Thursday, June 20, 2024

Legislature of the State of California v. Weber (Cal. Supreme Ct. - June 20, 2024)

There's an old saying that "Pigs get fat; hogs get slaughtered." Here's yet another appellate equivalent of that maxim.

Some anti-tax folks want to make it harder for the Legislature (or pretty much anyone) to raise taxes or fees on anything, so circulate an initiative to do exactly that -- the Taxpayer Protection and Government Accountability Act (the TPA). The initiative would amend the California Constitution to require that basically any new taxes or fees obtain both a two-thirds vote in both houses of the Legislature as well as approval by the voters in a referendum. The TPA contains a plethora of other provisions as well, all designed to cover pretty much any possible way a statute (or law, or regulation, or municipal act, or whatever) could raise revenue or impose costs. They get more than enough signatures on the initiative proposal, so it's scheduled to go to the voters in November.

But the California Supreme Court, in a rare pre-election review, strikes down the thing and removes it from the ballot, unanimously holding that the scope of the initiative is so radical and wide-ranging that it constitutes an impermissible "revision" of the California Constitution rather than a mere amendment. To reiterate: unanimously.

The proponents of the TPA could have accomplished a lot of their objectives by narrowing the thing to particular subjects or, potentially, by getting multiple different -- narrower -- initiatives qualified for the ballot. But by trying to do the whole thing at once, they end up getting nothing.

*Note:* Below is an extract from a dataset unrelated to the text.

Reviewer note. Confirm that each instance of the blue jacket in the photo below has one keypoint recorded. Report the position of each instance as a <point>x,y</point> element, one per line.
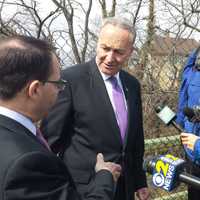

Hence the whole "pigs get fed, hogs get slaughtered" analogy.

Because, today, the initiative gets slaughtered.

I did, however, want to make one final point. Just about the saying itself. (Which is sometimes rendered as "Pigs get fed [rather than "fat"], hogs get slaughtered.")

I've mentioned this saying -- which I grew up hearing in Virginia many, many times -- in several prior posts. Its meaning is fairly clear, and is basically a more graphic equivalent of "Don't be greedy."

But in my heart of hearts, I've never really understood it.

As far as I know, hogs are pigs. It's just another name for the same thing. So if you're a pig, you're also a hog; you can't choose choose to be one or the other. So what's the point of the saying; there's actually no choice involved. (This is also, I think, why I often forget which one comes first; whether it's pigs that get fed or hogs that get fed. 'Cause they're the same thing.)

I understand that, colloquially, "hogs" are thought of as fatter. Though why I don't know. Plus, being a pig itself carries the whole "greedy" connotation; as in "Don't be a pig," or being "piggish". This is also why, again, I sometimes think the phrase begins with hogs and ends with pigs getting slaughtered. It's confusing. Especially, I might think, for non-English speakers, or someone hearing the phrase for the first time. Like: What?! What the hell are you saying?

My final point on the subject is that it's my firm belief that both pigs and hogs end up . . . slaughtered, right? No one raises pigs for their milk or something like that. Both are raised to be killed. Which also means hogs get fed too; otherwise, they wouldn't get fat in the first place.

So, really, the phrase should be: "Pigs and hogs both get fed, and both get slaughtered." Which sort of means to me that you might as well go for it and have a good time in the process. Which in turn is sort of the opposite of the message the maxim is trying to convey: that if you're narrow and circumscribed in your objectives, you're more likely to succeed.

Nope. Either way, you're getting a sledgehammer to the skull in the end. So why not eat as much as you can in the meantime.

I'm almost certainly going to keep using the aphorism. But, just to be clear, in my heart, I know it likely makes no actual sense.